Credit: Unsplash/CC0 Public Domain

A new foundation model dubbed RingMo has been developed to improve the accuracy for remote sensing image interpretation, according to the Aerospace Information Research Institute (AIR), Chinese Academy of Sciences (CAS).

The study titled "RingMo: A Remote Sensing Foundation Model with Masked Image Modeling" was published in IEEE Transactions on Geoscience and Remote Sensing.

Remote sensing images are applied in fields like classification and change detection, and have contributed to the rapid development of image interpretation. The most widely used training is the use of ImageNet pre-trained models to process remote sensing data for specified tasks.
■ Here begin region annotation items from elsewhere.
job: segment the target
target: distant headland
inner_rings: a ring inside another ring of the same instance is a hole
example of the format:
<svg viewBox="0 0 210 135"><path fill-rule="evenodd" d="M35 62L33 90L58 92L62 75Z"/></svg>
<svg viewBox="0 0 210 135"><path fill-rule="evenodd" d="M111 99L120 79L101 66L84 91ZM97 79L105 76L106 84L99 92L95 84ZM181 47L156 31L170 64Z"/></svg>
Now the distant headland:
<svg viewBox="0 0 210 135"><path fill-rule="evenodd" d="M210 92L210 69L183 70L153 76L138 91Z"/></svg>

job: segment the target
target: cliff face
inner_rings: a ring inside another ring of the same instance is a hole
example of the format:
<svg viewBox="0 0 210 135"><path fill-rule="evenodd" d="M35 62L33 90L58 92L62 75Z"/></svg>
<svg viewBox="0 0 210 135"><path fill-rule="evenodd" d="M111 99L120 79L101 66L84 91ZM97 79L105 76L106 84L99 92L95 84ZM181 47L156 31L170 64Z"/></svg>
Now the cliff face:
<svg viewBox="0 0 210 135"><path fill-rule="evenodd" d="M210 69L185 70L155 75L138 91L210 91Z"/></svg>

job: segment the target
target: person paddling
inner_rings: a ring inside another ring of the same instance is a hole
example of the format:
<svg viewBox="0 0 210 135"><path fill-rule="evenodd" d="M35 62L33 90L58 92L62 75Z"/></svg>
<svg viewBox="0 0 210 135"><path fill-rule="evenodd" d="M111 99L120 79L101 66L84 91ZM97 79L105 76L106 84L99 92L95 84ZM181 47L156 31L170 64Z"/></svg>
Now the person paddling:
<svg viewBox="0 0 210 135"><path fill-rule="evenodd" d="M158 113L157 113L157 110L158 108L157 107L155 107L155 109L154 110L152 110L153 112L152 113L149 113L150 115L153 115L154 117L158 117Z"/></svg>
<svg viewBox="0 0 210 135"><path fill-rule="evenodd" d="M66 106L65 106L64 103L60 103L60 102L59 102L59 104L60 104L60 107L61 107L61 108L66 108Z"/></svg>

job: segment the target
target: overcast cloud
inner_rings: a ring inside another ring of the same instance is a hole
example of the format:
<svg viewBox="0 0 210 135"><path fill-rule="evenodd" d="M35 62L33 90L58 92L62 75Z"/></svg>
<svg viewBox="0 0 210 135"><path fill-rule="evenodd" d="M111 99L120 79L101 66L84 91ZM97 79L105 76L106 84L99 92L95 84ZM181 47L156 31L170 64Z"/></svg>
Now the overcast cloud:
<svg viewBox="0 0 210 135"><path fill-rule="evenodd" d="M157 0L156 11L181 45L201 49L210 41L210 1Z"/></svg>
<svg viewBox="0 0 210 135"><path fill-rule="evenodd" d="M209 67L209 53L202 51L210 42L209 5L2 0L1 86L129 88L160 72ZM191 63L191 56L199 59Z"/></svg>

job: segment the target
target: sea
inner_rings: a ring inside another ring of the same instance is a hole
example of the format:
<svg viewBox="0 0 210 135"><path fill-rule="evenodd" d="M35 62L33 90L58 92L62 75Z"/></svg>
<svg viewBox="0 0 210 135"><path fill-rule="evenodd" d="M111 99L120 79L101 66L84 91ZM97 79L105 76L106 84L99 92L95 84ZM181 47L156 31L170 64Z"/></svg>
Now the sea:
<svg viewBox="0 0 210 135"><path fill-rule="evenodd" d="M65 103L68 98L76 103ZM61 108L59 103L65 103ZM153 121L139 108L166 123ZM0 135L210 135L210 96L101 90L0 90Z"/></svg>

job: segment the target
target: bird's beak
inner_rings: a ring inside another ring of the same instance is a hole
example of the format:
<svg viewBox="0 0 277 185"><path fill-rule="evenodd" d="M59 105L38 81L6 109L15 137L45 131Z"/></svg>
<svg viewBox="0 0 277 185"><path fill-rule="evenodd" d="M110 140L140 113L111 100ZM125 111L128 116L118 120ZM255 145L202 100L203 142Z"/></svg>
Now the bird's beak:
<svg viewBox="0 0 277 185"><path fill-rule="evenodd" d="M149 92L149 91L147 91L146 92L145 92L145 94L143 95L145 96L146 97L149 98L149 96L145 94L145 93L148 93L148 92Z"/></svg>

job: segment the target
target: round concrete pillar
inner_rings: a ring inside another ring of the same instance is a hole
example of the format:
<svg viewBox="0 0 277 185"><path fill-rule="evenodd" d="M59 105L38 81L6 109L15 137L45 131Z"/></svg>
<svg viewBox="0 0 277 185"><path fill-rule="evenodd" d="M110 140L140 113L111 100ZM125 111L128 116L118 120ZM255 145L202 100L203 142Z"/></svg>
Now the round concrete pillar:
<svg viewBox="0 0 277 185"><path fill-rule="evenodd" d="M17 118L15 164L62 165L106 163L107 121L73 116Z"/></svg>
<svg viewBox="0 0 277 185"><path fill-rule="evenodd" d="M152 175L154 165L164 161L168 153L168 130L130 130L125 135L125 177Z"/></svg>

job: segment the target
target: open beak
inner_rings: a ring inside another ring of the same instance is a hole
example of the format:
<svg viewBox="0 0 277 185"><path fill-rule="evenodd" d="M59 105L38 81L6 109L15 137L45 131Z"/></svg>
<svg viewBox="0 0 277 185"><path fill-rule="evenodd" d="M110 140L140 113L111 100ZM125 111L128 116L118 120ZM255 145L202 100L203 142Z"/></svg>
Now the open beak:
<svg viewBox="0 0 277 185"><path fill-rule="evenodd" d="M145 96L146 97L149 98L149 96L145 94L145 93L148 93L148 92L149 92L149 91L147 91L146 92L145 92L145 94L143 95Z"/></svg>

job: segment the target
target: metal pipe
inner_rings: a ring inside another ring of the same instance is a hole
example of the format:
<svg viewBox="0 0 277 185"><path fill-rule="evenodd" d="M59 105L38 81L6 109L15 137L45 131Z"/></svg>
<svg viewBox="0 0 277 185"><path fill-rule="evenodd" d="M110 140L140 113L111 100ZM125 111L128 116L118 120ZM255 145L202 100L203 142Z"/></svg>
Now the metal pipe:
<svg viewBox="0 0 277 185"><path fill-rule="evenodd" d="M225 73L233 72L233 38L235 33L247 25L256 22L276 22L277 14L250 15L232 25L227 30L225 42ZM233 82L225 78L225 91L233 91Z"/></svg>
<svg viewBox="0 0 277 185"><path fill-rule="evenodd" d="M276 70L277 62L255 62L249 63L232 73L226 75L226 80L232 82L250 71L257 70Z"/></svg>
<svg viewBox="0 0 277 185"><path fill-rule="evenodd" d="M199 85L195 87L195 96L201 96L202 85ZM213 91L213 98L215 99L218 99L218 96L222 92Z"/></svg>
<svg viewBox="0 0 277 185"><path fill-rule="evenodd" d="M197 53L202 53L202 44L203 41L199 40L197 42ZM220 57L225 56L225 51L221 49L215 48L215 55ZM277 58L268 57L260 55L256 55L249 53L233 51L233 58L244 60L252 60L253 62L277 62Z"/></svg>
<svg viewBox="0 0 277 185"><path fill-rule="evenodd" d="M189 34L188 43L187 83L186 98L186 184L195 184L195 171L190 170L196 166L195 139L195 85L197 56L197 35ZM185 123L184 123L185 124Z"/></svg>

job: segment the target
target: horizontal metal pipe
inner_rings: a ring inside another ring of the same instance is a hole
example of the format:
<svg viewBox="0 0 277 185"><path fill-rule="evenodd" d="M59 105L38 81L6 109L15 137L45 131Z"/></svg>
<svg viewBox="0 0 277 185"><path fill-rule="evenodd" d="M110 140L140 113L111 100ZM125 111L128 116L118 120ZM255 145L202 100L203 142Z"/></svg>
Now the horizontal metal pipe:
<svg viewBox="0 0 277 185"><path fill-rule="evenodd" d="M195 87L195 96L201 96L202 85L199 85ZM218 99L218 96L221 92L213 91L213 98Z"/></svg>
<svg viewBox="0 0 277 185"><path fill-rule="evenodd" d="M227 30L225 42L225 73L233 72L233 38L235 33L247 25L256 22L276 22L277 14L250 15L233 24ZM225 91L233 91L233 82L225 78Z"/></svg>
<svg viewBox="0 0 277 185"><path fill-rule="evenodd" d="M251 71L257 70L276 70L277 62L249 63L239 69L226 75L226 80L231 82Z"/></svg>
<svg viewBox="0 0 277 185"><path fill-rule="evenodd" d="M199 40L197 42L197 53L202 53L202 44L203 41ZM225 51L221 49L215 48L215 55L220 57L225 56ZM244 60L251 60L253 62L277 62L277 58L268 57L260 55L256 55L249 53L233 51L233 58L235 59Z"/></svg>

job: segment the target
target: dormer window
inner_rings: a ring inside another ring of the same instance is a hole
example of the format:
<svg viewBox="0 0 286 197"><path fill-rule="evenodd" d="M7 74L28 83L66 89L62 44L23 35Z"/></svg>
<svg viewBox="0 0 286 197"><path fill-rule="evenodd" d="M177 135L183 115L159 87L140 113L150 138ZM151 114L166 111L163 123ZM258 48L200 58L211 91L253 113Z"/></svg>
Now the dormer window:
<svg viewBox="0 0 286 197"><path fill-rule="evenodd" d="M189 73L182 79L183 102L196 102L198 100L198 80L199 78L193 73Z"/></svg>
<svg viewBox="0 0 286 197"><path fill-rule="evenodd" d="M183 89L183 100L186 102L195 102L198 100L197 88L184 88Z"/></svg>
However there are problems, such as a domain gap between natural and remote sensing scenes and the poor generalization capacity of remote sensing models. Thus, it is necessary to develop a foundation model with general remote sensing feature representation. Since a large amount of unlabeled data is available, the self-supervised method is better than the fully supervised method in remote sensing.

The study aims to propose a remote sensing foundation model framework, which can leverage the benefits of generative self-supervised learning for remote sensing images. RingMo features a large-scale dataset constructed by collecting 2 million remote sensing images from satellite and aerial platforms, covering multiple scenes and objects around the world. In addition, remote sensing foundation model training method is designed for dense and small objects in complicated remote sensing scenes.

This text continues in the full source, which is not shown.